If you have the time and patience, try to get quotes for the work up front and shop around. The trouble is that opinions can vary: one shop might want to repair this or that but the shop two doors down might not address the same issues. If you can, have them write out the work order and take that receipt to another shop. Then you might get some consistency. But no worries, dear friend! Parts and labor are relatively inexpensive in Vietnam. Most of the little odds and ends are 1-5 dollars and the more serious repairs can be 20 or so. These little bikes have probably had every part replaced a few times over, so while you're not getting a brand new bike you're usually getting something that isn't being neglected. You will likely buy one that just made almost the whole span of the country, and they're resilient little things. Vietnam's roads will make short work of any nice looking ride, anyway. As long as your engine/transmission/brakes are working, you'll be able to cover ground and fix the minor issues as you go.

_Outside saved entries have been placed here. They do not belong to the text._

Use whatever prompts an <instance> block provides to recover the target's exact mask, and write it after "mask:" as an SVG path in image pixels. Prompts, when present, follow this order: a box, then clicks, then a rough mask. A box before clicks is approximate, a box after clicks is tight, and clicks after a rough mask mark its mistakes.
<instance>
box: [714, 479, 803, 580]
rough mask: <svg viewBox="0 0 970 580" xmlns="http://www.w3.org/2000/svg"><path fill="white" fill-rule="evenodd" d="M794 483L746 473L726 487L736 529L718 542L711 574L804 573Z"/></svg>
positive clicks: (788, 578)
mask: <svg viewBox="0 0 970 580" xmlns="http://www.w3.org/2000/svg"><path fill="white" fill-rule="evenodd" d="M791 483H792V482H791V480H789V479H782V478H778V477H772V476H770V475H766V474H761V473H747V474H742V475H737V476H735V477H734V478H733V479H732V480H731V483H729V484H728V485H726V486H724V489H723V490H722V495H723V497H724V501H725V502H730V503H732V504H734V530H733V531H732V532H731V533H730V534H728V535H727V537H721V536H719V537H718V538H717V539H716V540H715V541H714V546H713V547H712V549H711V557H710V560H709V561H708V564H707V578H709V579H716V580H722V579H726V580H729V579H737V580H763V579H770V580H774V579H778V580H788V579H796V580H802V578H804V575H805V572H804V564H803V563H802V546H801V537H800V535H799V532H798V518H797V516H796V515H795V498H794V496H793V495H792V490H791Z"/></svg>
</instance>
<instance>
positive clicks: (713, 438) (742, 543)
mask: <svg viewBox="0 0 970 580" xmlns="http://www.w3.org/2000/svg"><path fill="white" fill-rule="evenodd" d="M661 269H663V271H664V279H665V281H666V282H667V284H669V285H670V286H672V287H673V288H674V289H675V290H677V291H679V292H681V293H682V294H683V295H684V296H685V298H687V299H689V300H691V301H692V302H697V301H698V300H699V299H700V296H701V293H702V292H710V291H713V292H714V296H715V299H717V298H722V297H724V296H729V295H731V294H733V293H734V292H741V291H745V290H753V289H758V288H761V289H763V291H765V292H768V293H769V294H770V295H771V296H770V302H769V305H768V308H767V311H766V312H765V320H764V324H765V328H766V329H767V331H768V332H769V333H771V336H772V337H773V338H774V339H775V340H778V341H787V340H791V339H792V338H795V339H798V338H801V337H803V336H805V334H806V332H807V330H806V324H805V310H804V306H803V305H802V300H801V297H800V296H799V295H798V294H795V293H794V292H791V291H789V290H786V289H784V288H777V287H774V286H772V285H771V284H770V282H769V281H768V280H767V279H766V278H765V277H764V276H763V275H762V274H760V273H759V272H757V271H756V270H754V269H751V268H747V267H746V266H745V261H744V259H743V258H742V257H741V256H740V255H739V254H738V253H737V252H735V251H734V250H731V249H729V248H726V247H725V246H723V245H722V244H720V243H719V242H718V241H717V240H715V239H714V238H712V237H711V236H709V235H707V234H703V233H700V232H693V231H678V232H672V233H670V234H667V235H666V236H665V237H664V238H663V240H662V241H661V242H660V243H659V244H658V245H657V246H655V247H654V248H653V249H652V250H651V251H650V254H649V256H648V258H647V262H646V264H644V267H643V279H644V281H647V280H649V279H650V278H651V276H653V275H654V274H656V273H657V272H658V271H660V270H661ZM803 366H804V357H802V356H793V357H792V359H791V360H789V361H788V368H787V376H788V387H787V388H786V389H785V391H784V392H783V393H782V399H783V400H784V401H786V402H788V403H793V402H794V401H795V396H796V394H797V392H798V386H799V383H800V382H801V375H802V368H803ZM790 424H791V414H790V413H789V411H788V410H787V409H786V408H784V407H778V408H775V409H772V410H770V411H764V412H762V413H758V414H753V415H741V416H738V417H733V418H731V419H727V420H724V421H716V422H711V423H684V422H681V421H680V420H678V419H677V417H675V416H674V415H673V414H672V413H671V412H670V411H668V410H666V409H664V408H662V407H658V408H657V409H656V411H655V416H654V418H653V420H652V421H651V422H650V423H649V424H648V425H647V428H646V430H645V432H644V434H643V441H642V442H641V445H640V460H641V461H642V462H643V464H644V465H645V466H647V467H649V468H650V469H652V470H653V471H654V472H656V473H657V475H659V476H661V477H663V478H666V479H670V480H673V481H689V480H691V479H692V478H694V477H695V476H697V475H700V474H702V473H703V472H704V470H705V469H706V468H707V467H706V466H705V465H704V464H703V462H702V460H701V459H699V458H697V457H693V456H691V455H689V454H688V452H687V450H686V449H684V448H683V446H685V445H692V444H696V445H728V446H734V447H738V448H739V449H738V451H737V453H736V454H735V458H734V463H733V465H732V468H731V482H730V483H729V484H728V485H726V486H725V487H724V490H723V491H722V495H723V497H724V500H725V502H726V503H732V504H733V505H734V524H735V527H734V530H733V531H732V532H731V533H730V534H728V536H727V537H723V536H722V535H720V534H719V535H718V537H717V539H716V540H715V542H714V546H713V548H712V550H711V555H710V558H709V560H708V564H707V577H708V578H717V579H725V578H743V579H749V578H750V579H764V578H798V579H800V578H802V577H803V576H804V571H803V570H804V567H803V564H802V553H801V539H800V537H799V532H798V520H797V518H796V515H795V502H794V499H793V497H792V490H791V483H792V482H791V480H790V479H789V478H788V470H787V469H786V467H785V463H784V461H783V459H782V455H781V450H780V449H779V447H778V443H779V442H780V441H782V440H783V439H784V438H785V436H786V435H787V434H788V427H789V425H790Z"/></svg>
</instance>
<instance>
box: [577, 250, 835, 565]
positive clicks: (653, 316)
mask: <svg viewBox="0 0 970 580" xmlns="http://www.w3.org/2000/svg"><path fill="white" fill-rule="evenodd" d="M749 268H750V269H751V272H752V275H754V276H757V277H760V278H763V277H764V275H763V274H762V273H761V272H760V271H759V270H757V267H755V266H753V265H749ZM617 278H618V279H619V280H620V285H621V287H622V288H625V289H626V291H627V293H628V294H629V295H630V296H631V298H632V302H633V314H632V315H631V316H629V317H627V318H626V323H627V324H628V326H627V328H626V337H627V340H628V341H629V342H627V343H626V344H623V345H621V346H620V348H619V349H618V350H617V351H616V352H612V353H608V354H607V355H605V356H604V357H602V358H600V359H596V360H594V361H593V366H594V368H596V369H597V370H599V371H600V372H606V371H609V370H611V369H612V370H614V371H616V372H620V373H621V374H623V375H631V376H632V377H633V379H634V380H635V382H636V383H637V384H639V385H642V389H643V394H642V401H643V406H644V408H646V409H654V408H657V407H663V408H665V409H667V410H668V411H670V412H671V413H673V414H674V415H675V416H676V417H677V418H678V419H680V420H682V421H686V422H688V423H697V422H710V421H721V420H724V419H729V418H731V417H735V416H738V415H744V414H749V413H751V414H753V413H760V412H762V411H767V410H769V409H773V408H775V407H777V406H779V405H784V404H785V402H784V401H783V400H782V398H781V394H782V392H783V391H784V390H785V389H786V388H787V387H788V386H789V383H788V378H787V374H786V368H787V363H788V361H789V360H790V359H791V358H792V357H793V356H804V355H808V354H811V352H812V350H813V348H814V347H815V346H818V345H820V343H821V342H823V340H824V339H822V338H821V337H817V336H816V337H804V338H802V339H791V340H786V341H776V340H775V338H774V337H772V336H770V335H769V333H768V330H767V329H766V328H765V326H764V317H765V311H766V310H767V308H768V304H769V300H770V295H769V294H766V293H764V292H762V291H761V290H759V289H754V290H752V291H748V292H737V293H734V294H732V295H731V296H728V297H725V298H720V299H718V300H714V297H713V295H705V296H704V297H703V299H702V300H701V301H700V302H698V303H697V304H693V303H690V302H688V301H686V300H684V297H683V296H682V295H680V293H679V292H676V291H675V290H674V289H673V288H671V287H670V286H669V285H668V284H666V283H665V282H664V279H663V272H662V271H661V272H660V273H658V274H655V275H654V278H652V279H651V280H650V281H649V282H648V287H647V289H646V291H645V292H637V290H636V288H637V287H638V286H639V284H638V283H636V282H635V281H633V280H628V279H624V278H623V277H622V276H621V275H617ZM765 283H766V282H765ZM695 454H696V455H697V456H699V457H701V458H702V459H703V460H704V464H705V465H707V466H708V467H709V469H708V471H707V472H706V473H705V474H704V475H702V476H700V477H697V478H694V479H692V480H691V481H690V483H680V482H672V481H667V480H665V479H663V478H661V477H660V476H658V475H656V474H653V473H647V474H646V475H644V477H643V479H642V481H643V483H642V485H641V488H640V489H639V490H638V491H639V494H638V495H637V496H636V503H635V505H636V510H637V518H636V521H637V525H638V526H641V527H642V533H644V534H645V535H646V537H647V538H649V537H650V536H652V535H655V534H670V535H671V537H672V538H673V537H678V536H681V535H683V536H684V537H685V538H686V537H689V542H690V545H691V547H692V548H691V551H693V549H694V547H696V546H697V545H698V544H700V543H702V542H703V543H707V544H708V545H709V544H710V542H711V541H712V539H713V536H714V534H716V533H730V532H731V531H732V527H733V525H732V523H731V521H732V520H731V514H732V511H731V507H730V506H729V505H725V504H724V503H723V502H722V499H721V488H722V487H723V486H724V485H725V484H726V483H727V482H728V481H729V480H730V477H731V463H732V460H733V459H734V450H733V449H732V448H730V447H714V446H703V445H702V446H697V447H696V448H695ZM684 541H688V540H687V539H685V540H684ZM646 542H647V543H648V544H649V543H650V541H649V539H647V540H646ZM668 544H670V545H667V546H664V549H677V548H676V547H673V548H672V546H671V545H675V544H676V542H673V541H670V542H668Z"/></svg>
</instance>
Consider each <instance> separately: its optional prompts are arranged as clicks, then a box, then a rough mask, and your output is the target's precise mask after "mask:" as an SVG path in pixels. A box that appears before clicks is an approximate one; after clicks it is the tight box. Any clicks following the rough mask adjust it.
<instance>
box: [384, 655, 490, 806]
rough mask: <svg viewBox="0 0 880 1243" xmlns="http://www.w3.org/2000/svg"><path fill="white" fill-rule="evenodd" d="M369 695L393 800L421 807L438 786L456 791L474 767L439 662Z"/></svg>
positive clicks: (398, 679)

My last bit of advice (hopefully I'll generate some more as I go) is: Try not be in a hurry but under-under-underestimate your clip. The road from Saigon to Hanoi is around 1600 kilometers but you'll want to allow time to deviate from the direct route, hang out in your favorite places, and have a few days left on your visa to sell the beastly steed that delivered you in one piece to the end of the Ho Chi Minh Trail. Vietnam's standard visa is 30 days, but you can extend if you really want to take your time. Most people take three weeks to make the journey, but there's a lot to consider such as weather, road conditions, and rider skill/endurance. We're currently riding in the wet season (daily T-storms), the roads sometimes look like they were bombarded by B-52s (Thanks, America!), and Nicole is still getting comfortable on a bike (full manual tranny, and that's not just her nickname). I've been riding motorcycles for over a decade but that doesn't mean much in terms of getting over the terrain quickly. My main job is to make sure we're going the right way, check the bikes for issues, and be patient and safe. An experienced rider should be able to handle this while your friends get acclimated. Some people make this journey alone but I can't imagine how (tip of the hat to those blokes, truly). Learning any new road system takes some work, but you can't just absorb it all instantly. It takes some teamwork to read/observe/analyze, then put it all into practice.
Also, the speed limit for motorbikes is typically 40-50 kmh. As I mentioned before, the police are typically lax with enforcing the road rules. But they don't have to. The potholes and decimated highways will make sure you're not speeding. Did it just start pouring and you can't see? 15 kmh is now the speed limit, but only until you are forced to take cover. The bus that pushes you off the road also makes sure you're well under forty. Of course if you're more comfortable with riding offroad you can increase this rate, but not by much. You aren't riding a dirt bike, after all. It's more of a spine-compacter with wheels.
And that's enough preaching for now. Trip updates will follow!